From its inception, "Teenage Mutant Ninja Turtles" was a malleable franchise, one that has never stopped being reinvented. After being introduced in a dark and gritty comic book, an homage and parody of superhero comics of the time, the Turtles became toys and their design and story changed. The same would happen once the Turtles made the jump to animation in the '80s, with a cartoon that introduced new characters, new personalities, backstories, and more. Since then, each new iteration of the "TMNT" has changed things, like when Shredder became an alien, or the first time Splinter went from being a pet rat to a human turned into a rat.
As much as things change, some things stay the same, like the relationship between the Turtles and Splinter or the look of the Turtles. They've always sort of looked the same, the only things telling them apart being their different weapons, their color-coded bandanas, and the belts with their initials on them.
That is not the case with "Teenage Mutant Ninja Turtles: Mutant Mayhem." This is a film that reinvents the whole "TMNT" franchise, turning enemies into friends and changing the backstories of many characters. Some of the bigger changes involve reimagining Splinter's background in martial arts, and doing more to highlight the teenage part of the Turtles by casting actual kids in the main roles and letting them riff on one another. The film also employs a stunning visual style that feels like teenage sketches, as if the Turtles themselves were animating the film, which makes the characters shine as individuals. This last bit is important, because of how rare it is for the franchise.
Heroes in a half shell
In "Mutant Mayhem," there is no mixing up the Turtles, no mistaking which one is which. This is in big part thanks to the character animation team and the voice casting making each Turtle an entirely unique individual with a strong personality — like Ralph's anger issues and Donnie's more reserved and shy demeanor.

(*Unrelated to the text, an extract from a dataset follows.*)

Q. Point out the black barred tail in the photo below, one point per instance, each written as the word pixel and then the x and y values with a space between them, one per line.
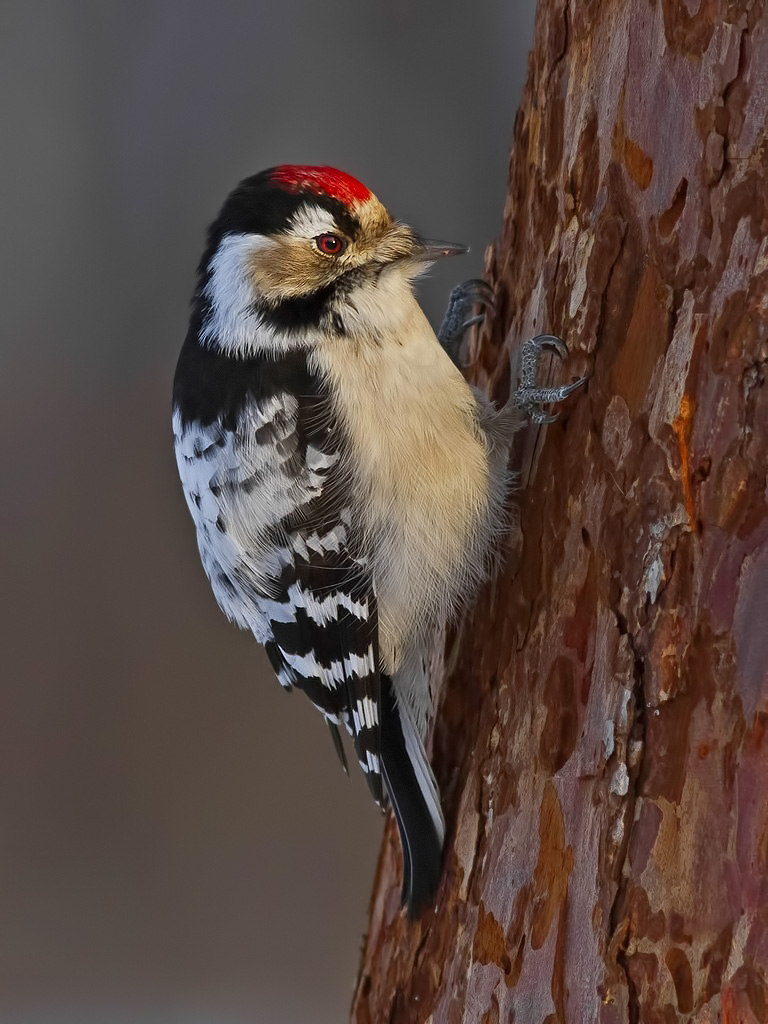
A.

But it is the character designs that make the characters stand out. Ralph is not just the bad boy of the group, he is the biggest of the Turtles, a buffier dude with physical prowess that probably doesn't help his anger management. Meanwhile, Mikey is very scrawny and has braces (don't ask how they put those in). The Turtles' personalities inform their looks, which in turn informs how they behave. Though we have had Turtles with individual personalities for decades, the designs here make them even more unique and like true individuals rather than slightly different variations of one another.

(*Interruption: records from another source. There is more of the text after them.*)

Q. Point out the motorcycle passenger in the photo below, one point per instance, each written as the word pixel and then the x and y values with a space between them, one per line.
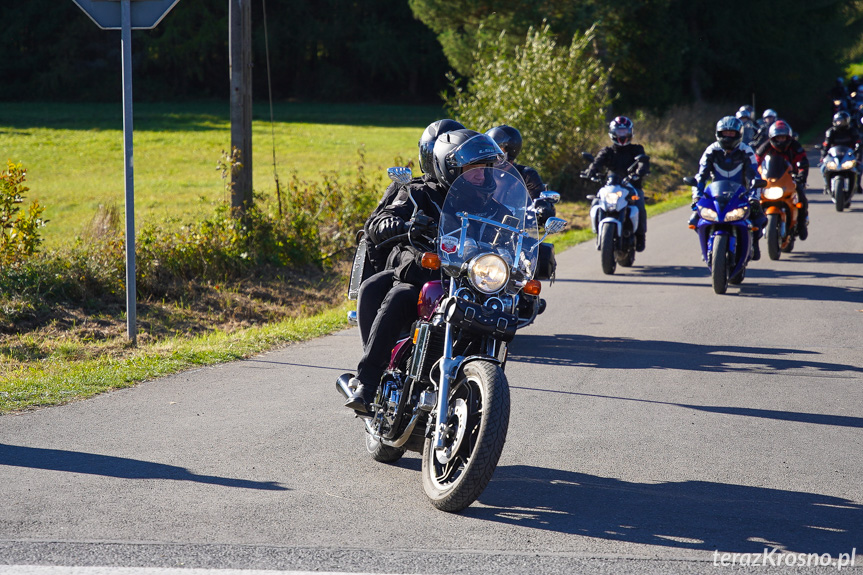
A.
pixel 782 143
pixel 454 153
pixel 374 288
pixel 617 159
pixel 842 133
pixel 745 116
pixel 510 141
pixel 729 159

Indeed, the look of "Mutant Mayhem" is unlike what we've seen in previous versions of "TMNT." Director Jeff Rowe has described the style of the film as if it was concept work, saying they wanted the style to look "sketchy and imperfect and misshapen and reminiscent of the way you draw when you're a child or a teenager." Most characters look asymmetrical, rough, more like actual mutants in the case of Superfly's gang, who are both a bit off-putting and also goofy. We also see that in the Turtles themselves, who are still growing teenagers.

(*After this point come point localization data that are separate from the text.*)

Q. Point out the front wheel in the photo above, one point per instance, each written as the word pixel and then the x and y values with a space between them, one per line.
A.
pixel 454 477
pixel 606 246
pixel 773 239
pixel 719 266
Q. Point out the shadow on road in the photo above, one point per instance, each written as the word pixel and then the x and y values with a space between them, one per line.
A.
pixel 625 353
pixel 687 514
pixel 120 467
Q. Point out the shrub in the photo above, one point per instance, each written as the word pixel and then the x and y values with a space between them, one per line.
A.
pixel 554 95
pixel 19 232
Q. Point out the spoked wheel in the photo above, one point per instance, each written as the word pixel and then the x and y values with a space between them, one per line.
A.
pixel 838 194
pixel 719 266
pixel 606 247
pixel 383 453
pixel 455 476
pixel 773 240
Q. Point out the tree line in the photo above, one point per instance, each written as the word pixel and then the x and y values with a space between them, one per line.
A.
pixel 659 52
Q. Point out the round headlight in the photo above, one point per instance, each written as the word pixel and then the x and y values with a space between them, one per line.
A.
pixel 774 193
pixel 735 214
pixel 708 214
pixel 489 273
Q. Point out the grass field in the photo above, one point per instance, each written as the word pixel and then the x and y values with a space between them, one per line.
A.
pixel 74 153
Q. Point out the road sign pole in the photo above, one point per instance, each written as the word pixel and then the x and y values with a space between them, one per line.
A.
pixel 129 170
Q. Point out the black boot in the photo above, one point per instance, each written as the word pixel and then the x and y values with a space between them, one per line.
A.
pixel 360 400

Not the first time this happened
The thing is, "Teenage Mutant Ninja Turtles: Mutant Mayhem" didn't invent giving the Turtles unique and distinct looks. As mentioned above, these characters and this franchise have evolved with each new portrayal and each new medium. We only got the different bandanas when the Turtles became action figures. And we got different looks for each Turtle in the popular 2018 Nickelodeon show, "Rise of the Teenage Mutant Ninja Turtles."
This was, like "Mutant Mayhem," a reimagining of the franchise that was set in the Turtles' early teens when they had just started their careers as heroes. The show gave Splinter a brand new backstory as a former ninja master and movie star, and introduced supernatural elements like Shredder as a demon. Indeed, in the show the Turtles have anime-like powers learned from mystic ninja techniques (kind of like in "Naruto") such as super speed, super strength, being able to transform objects into weapons, and even the ability to summon spirits of past ninjas.
And the show also gave each Turtle a distinct look, making Raph a big and bulky guy, making Mikey the shortest of the brothers, and Donnie a tall and slender warrior. It was inventive, and it made that show feel fresh and bold, which "Mutant Mayhem" is now taking to the next level.